먼저 preintegration을 이해하기 전에 keyframe가 무엇인지 알아야 한다. keyframe은 말그대로 “중요한 (key) frame”을 뜻하는데, 여기서 “중요하다”는 말은 주어진 두 frame 사이에 relative pose를 추정할 때 주변 환경의 기하학적 특성을 잘 묘사할 수 있는 reliable & repeatable features가 풍부하여 충분히 정확한 pose 추정이 가능하다는 것을 의미한다.

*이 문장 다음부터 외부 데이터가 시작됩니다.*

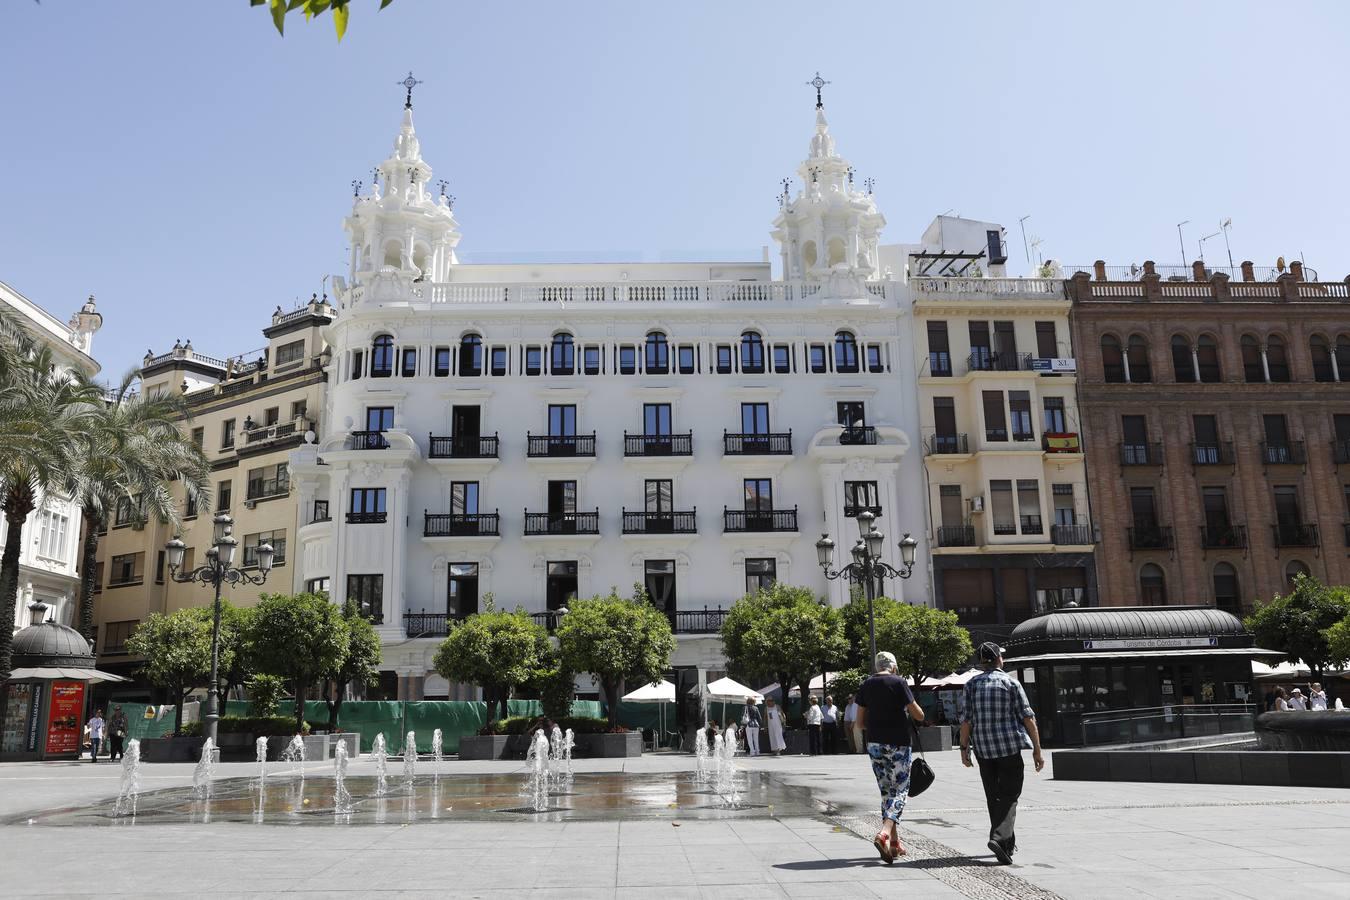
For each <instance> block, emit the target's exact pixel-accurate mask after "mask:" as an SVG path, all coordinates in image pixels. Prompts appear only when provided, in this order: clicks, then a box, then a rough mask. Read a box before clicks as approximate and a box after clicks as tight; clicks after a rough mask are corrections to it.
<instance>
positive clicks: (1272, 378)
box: [1266, 335, 1289, 385]
mask: <svg viewBox="0 0 1350 900" xmlns="http://www.w3.org/2000/svg"><path fill="white" fill-rule="evenodd" d="M1266 362H1268V363H1269V364H1270V381H1272V382H1278V383H1281V385H1282V383H1285V382H1288V381H1289V354H1288V352H1287V349H1285V347H1284V339H1282V337H1280V336H1278V335H1270V336H1269V337H1266Z"/></svg>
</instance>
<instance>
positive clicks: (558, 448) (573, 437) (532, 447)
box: [525, 432, 595, 459]
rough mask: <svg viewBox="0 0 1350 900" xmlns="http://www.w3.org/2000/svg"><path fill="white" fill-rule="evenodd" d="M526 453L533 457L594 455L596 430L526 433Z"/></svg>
mask: <svg viewBox="0 0 1350 900" xmlns="http://www.w3.org/2000/svg"><path fill="white" fill-rule="evenodd" d="M525 455H526V456H529V457H532V459H541V457H567V456H594V455H595V432H591V433H590V434H529V433H526V434H525Z"/></svg>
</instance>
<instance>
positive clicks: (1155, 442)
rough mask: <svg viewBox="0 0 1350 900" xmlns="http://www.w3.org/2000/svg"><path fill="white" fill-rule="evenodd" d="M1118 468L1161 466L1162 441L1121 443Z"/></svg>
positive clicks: (1120, 444)
mask: <svg viewBox="0 0 1350 900" xmlns="http://www.w3.org/2000/svg"><path fill="white" fill-rule="evenodd" d="M1120 466H1162V441H1145V443H1142V444H1129V443H1122V444H1120Z"/></svg>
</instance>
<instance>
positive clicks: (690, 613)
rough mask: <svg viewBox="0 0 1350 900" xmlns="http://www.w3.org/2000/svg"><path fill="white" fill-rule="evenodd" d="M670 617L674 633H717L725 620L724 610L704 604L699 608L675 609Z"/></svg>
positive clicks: (699, 633)
mask: <svg viewBox="0 0 1350 900" xmlns="http://www.w3.org/2000/svg"><path fill="white" fill-rule="evenodd" d="M671 619H672V622H671V625H672V626H674V629H675V633H676V634H717V633H718V631H721V630H722V622H725V621H726V610H724V609H721V607H718V609H715V610H710V609H707V607H706V606H705V607H703V609H701V610H675V613H674V614H672V615H671Z"/></svg>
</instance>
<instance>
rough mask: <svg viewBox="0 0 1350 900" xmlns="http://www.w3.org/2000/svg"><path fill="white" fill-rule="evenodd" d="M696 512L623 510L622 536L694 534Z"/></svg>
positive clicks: (694, 528)
mask: <svg viewBox="0 0 1350 900" xmlns="http://www.w3.org/2000/svg"><path fill="white" fill-rule="evenodd" d="M697 513H698V511H697V510H667V511H661V513H641V511H639V513H633V511H629V510H624V534H695V533H697V532H698V514H697Z"/></svg>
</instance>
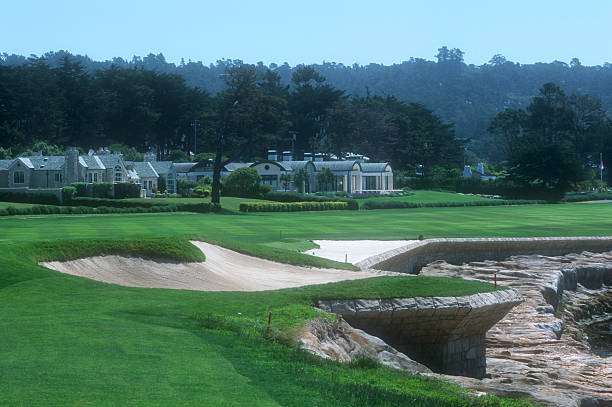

keyframe을 선정하는 주된 이유는 사용하는 sesnor의 모든 data를 전부 사용하여 SLAM을 하려 하면 많은 메모리를 필요로 하기 때문이라고 생각한다. 예를 들자면, 3D LiDAR sensor는 대부분 10 Hz로 3D point cloud를 취득하고, camera sensor의 같은 경우에는 약 30 Hz로 image를 취득한다. 그런데 LiDAR sensor를 활용해서 큰 도심 환경을 매핑하기 위해 약 1시간 가량 데이터를 취득했다고 가정하면, 1시간 동안 약 36,000개의 frame을 얻게 된다. 각 frame은 약 10만 여개의 points로 구성되어 있는데 (64 채널 기준. Velodyne HDL 64E의 경우 약 130,000 여개의 points를 매 frame마다 획득함), 이 raw range를 (x, y, z) format으로 파싱하면 각 point 당 3개의 float을 필요로 하게 된다. 그러면 어림잡아도 raw data를 저장하는 데에만 36,000 * 130,000 * 3 * 4하게 되면 약 56 GB 정도의 메모리가 필요하게 된다 (물론 이해를 돕기 위한 예시일 뿐, 정확하지 않음. 실제로 SLAM을 할 때는 voxelization 등을 활용해서 최소한 points만 저장하기 때문).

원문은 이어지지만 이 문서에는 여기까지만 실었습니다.